In the correlation map, we can see that the National rank is vary loosely correlated with all the other features. This could be because the national rank are not distinct since multiple countries can have university nationally ranked as 3rd whereas the global ranking (for example) will be unique.

### Other feature that is most loosely related to the other feature is "Employability Rank", Let's dig deeper:

I'll plot a correlation between World rank and the Employability for each country and check which ones have the highest correlation.

In [None]:
dx = df[['World Rank','Employability Rank','Location']].dropna()
dx['Employability Rank'] = dx['Employability Rank'].astype(float)
countries = dx['Location'].value_counts()
countries = countries.index[countries>10]
dx = dx[dx['Location'].isin(countries)]
dx = dx.groupby('Location').corr().iloc[::2].dropna()
dy = pd.DataFrame()
dy['Location'] = [i[0] for i in dx.index.values]
dy['Correlation between Employability and World Rank'] = dx['Employability Rank'].values
dy = dy.sort_values(by='Correlation between Employability and World Rank', ascending=False)
px.bar(dy, x='Location', y='Correlation between Employability and World Rank')

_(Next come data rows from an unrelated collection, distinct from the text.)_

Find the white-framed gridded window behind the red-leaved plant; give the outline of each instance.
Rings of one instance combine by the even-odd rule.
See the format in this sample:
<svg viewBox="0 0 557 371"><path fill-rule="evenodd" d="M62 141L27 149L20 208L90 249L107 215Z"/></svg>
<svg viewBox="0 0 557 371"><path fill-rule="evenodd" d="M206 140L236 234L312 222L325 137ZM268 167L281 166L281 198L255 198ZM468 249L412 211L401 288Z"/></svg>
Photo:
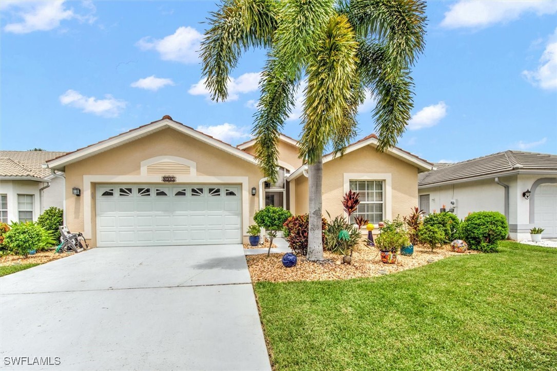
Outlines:
<svg viewBox="0 0 557 371"><path fill-rule="evenodd" d="M370 223L379 223L384 219L384 182L383 180L350 180L350 190L360 194L358 209L350 216L362 216Z"/></svg>

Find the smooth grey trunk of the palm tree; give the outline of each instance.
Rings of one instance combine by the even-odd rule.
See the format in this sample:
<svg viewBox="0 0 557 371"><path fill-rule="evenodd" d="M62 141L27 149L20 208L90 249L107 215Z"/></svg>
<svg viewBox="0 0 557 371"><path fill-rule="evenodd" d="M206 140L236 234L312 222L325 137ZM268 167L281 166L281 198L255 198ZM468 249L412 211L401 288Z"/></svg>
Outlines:
<svg viewBox="0 0 557 371"><path fill-rule="evenodd" d="M309 231L307 236L307 260L323 260L323 238L321 228L323 199L321 188L323 185L323 158L307 167L307 183L309 186Z"/></svg>

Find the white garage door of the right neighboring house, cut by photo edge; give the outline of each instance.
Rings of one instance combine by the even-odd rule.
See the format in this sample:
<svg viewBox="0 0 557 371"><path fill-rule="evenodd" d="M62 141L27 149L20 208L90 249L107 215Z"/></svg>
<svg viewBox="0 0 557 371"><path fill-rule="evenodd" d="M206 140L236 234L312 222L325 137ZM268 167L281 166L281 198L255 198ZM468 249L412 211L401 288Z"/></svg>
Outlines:
<svg viewBox="0 0 557 371"><path fill-rule="evenodd" d="M557 184L542 184L536 189L534 225L544 228L542 237L557 237Z"/></svg>

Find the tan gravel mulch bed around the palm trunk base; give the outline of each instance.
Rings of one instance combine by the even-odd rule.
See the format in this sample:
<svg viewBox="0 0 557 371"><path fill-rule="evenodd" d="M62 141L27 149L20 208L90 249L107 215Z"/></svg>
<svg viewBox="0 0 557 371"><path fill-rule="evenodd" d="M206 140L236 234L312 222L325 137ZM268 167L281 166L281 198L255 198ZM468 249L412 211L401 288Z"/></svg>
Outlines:
<svg viewBox="0 0 557 371"><path fill-rule="evenodd" d="M271 254L270 257L251 255L246 256L246 260L252 282L325 281L380 276L416 268L453 255L477 253L458 253L449 249L449 245L444 245L431 252L430 248L417 245L414 246L412 256L399 254L395 264L383 263L377 248L368 248L365 245L360 245L358 251L354 251L350 265L342 263L343 256L328 251L324 252L325 262L309 262L304 256L299 256L296 266L292 268L282 265L282 254Z"/></svg>

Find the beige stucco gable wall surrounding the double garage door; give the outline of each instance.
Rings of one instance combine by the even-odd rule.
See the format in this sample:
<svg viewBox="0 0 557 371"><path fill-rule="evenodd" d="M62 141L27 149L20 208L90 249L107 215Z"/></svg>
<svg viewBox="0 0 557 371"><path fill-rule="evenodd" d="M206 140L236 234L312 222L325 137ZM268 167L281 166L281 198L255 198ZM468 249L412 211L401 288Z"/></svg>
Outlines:
<svg viewBox="0 0 557 371"><path fill-rule="evenodd" d="M70 231L84 231L84 197L72 195L72 187L84 189L84 175L140 175L140 163L153 157L172 155L197 163L197 176L248 177L248 189L258 188L262 174L257 165L248 163L234 155L203 143L173 129L164 129L143 138L131 141L102 152L93 157L66 166L66 210ZM185 179L185 177L180 177ZM139 182L149 183L149 182ZM182 183L182 182L180 182ZM183 183L188 183L185 180ZM91 189L91 243L95 246L95 183ZM248 218L253 222L253 214L258 209L258 197L249 196ZM246 211L244 211L246 212ZM242 232L247 226L242 225Z"/></svg>

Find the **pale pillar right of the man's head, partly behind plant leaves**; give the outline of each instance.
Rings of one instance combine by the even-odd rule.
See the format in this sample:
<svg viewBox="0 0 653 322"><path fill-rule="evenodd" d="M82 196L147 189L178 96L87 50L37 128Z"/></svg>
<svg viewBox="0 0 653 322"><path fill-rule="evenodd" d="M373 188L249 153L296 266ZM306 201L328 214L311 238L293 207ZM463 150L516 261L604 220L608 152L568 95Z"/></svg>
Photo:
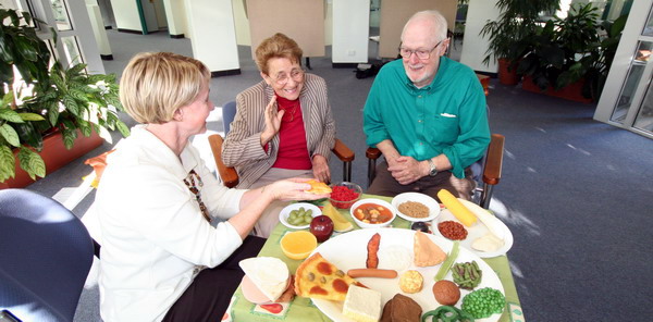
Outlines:
<svg viewBox="0 0 653 322"><path fill-rule="evenodd" d="M497 71L494 61L490 62L489 65L483 64L489 41L479 36L488 20L493 21L498 17L500 12L495 3L496 0L469 0L460 62L477 72L496 73Z"/></svg>

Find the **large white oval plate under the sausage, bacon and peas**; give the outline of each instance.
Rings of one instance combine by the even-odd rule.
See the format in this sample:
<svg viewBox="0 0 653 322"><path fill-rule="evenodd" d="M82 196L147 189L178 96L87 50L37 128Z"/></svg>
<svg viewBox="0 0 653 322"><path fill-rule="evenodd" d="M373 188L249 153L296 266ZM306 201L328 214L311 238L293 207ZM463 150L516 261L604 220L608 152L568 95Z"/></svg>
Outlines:
<svg viewBox="0 0 653 322"><path fill-rule="evenodd" d="M322 257L324 257L328 261L335 264L338 269L344 272L350 269L362 269L365 268L365 262L367 259L367 244L375 233L381 234L381 245L379 248L379 269L387 269L387 263L384 263L384 259L382 255L385 248L405 248L410 253L410 264L407 270L417 270L424 277L424 285L422 290L415 294L405 294L399 288L399 277L395 278L372 278L372 277L362 277L357 278L360 283L365 284L371 289L375 289L381 292L381 304L383 307L386 301L392 299L392 297L402 293L405 296L412 298L417 301L421 308L422 312L428 312L434 310L440 307L440 304L435 301L435 297L433 296L433 281L435 273L440 269L441 264L428 268L416 268L412 264L412 244L414 244L414 231L410 230L402 230L402 228L378 228L378 230L358 230L349 233L345 233L324 242L322 245L316 248L315 252L320 252ZM445 239L440 236L427 234L429 238L433 243L435 243L443 251L449 252L453 247L453 243L448 239ZM346 251L344 251L346 250ZM460 247L458 258L456 262L470 262L476 260L479 268L483 271L483 278L481 283L476 289L480 289L483 287L492 287L498 289L502 294L505 295L503 285L498 280L498 276L490 268L485 261L480 259L478 256L469 251L468 249ZM403 271L398 272L399 276ZM445 280L453 281L452 272L449 271ZM460 308L463 304L463 298L469 294L469 290L460 289L460 299L456 304L457 308ZM348 322L350 319L343 315L343 305L344 302L340 301L331 301L324 299L312 299L313 304L322 313L332 319L333 321L340 322ZM494 322L501 318L501 314L492 314L486 319L477 319L479 322Z"/></svg>

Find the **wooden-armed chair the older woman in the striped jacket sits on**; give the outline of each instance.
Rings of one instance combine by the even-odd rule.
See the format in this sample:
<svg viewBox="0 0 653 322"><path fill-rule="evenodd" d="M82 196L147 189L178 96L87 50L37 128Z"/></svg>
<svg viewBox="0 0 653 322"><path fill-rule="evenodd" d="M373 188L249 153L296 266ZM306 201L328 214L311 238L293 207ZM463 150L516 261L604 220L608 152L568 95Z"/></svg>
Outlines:
<svg viewBox="0 0 653 322"><path fill-rule="evenodd" d="M222 107L222 122L224 124L224 134L226 135L231 129L231 123L234 121L236 116L236 102L230 101ZM222 184L229 188L235 187L239 179L238 173L232 166L224 165L222 162L222 145L224 144L224 138L222 138L219 134L212 134L209 136L209 144L211 146L211 151L213 151L213 159L215 159L215 168L218 169L218 174L222 179ZM331 151L343 161L343 181L349 182L352 181L352 162L356 157L354 151L352 151L343 141L338 138L335 139L335 146Z"/></svg>

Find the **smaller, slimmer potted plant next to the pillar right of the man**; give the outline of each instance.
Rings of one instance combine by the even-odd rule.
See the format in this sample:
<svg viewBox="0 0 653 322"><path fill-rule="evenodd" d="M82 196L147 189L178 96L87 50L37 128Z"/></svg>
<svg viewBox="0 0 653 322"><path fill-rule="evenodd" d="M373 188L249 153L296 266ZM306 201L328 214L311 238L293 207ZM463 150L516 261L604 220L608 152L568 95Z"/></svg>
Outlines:
<svg viewBox="0 0 653 322"><path fill-rule="evenodd" d="M495 59L498 63L498 81L504 85L517 85L517 65L525 54L522 39L531 37L538 27L541 12L557 10L557 0L498 0L501 14L496 21L488 21L480 35L490 44L483 63Z"/></svg>

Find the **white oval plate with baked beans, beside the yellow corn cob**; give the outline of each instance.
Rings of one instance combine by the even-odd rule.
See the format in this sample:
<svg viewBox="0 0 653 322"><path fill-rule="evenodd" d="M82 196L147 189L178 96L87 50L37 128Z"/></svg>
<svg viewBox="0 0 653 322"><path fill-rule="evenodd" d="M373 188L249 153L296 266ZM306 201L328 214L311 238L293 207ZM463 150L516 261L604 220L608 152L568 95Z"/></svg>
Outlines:
<svg viewBox="0 0 653 322"><path fill-rule="evenodd" d="M461 246L481 258L502 256L510 250L514 242L513 233L506 224L471 201L460 198L458 201L473 213L477 218L476 223L467 226L445 208L432 222L431 231L434 235L449 240L459 240Z"/></svg>

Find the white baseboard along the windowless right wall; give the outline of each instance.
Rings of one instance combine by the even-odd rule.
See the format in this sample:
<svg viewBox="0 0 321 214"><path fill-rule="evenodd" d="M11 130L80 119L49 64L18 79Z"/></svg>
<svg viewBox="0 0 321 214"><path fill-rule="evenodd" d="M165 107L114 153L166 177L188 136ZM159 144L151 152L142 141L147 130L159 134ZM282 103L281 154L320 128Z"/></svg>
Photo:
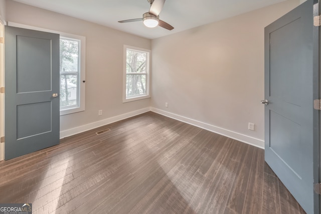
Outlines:
<svg viewBox="0 0 321 214"><path fill-rule="evenodd" d="M150 111L170 117L170 118L173 118L173 119L176 119L176 120L179 120L179 121L182 121L182 122L185 122L185 123L188 123L188 124L191 124L191 125L194 125L194 126L197 126L197 127L200 127L200 128L203 128L203 129L206 129L211 132L215 132L217 134L224 135L226 137L241 141L243 143L247 143L252 146L256 146L256 147L264 149L264 140L260 140L260 139L250 137L250 136L247 136L244 134L240 134L240 133L237 133L237 132L234 132L231 130L223 129L223 128L220 128L217 126L213 126L213 125L210 125L207 123L203 123L203 122L193 120L193 119L190 119L187 117L183 117L183 116L180 116L177 114L173 114L173 113L170 113L167 111L163 111L161 109L151 107Z"/></svg>

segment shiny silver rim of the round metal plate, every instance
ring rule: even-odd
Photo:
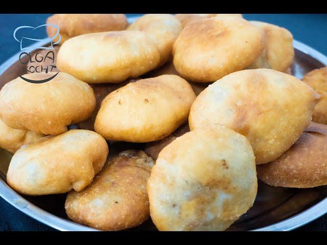
[[[129,22],[133,22],[139,16],[129,17]],[[45,45],[49,40],[39,41],[27,49],[27,52],[33,51],[38,46]],[[294,48],[297,50],[310,55],[316,60],[320,61],[323,65],[327,66],[327,57],[310,47],[307,44],[304,44],[300,41],[293,40]],[[2,65],[0,65],[0,76],[10,68],[19,57],[20,52],[13,55],[7,61],[5,61]],[[10,186],[6,184],[6,182],[0,179],[0,197],[6,200],[9,204],[17,208],[19,211],[27,214],[28,216],[38,220],[39,222],[48,225],[54,229],[59,231],[99,231],[97,229],[93,229],[87,226],[79,225],[77,223],[72,222],[71,220],[64,219],[58,217],[48,211],[45,211],[38,206],[32,204],[27,201],[25,198],[21,197],[18,192],[14,191]],[[298,227],[308,224],[313,220],[319,218],[323,214],[327,213],[327,197],[315,204],[314,206],[296,214],[289,218],[283,219],[280,222],[275,224],[265,226],[262,228],[249,230],[249,231],[290,231],[294,230]],[[303,219],[305,221],[303,221]]]

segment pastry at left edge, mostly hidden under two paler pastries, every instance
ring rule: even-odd
[[[0,148],[8,152],[15,153],[23,144],[34,143],[43,136],[29,130],[10,128],[0,120]]]

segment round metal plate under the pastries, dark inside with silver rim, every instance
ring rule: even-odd
[[[130,18],[129,22],[134,21]],[[44,45],[38,43],[37,45]],[[30,51],[35,49],[30,48]],[[294,40],[295,59],[292,75],[301,79],[308,71],[327,66],[327,57],[313,48]],[[19,54],[0,66],[0,88],[21,75]],[[115,143],[110,153],[125,149],[142,149],[143,144]],[[12,154],[0,149],[0,196],[11,205],[48,226],[61,231],[96,231],[68,220],[64,210],[66,194],[29,197],[20,195],[6,183],[6,173]],[[259,181],[254,205],[228,230],[288,231],[320,217],[327,212],[327,186],[309,189],[272,187]],[[156,230],[151,218],[130,230]]]

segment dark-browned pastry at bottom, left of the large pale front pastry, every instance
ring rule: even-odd
[[[105,231],[142,224],[150,215],[146,184],[153,165],[143,151],[124,151],[109,159],[89,186],[68,193],[68,217]]]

From the above plot, we can see that Sweden, Turkey and Australia have the highest positive correlation between Employability and World Rank whereas, USA, China, and Italy have the least positive correlation.

### Next I would like to plot a PCA to see if any pattern exists in the Data.

In [None]:
from sklearn.preprocessing import StandardScaler

dd = df.copy().dropna()
features = ['World Rank','National Rank','Education Rank','Employability Rank','Faculty Rank','Research Rank','Score']
dd[features] = StandardScaler().fit_transform(dd[features])
dd.head()

In [None]:
dd_numerical = dd[features]
dd_categorical = dd[['Institution','Location']]

In [None]:
from sklearn.decomposition import PCA

pca = PCA(n_components=2)
principalComponents = pca.fit_transform(dd_numerical)
principalDf = pd.DataFrame(data=principalComponents, columns = ['principal component 1','principal component 2'])

all_features = dd.columns
principalDf[all_features] = df.copy().dropna()

principalDf.head()

In [None]:
fig = px.scatter(principalDf, x="principal component 1", y="principal component 2", color='Location', hover_data=all_features)
fig.show()

The above plot is simply a 2-Dinemsional visual representation of the overall feature, one observable trend here is the universities are located from left to right based on their rankings. Universities with high rankings in all the fields are on the left whereas Universities with high rankings in all the fields are on the right.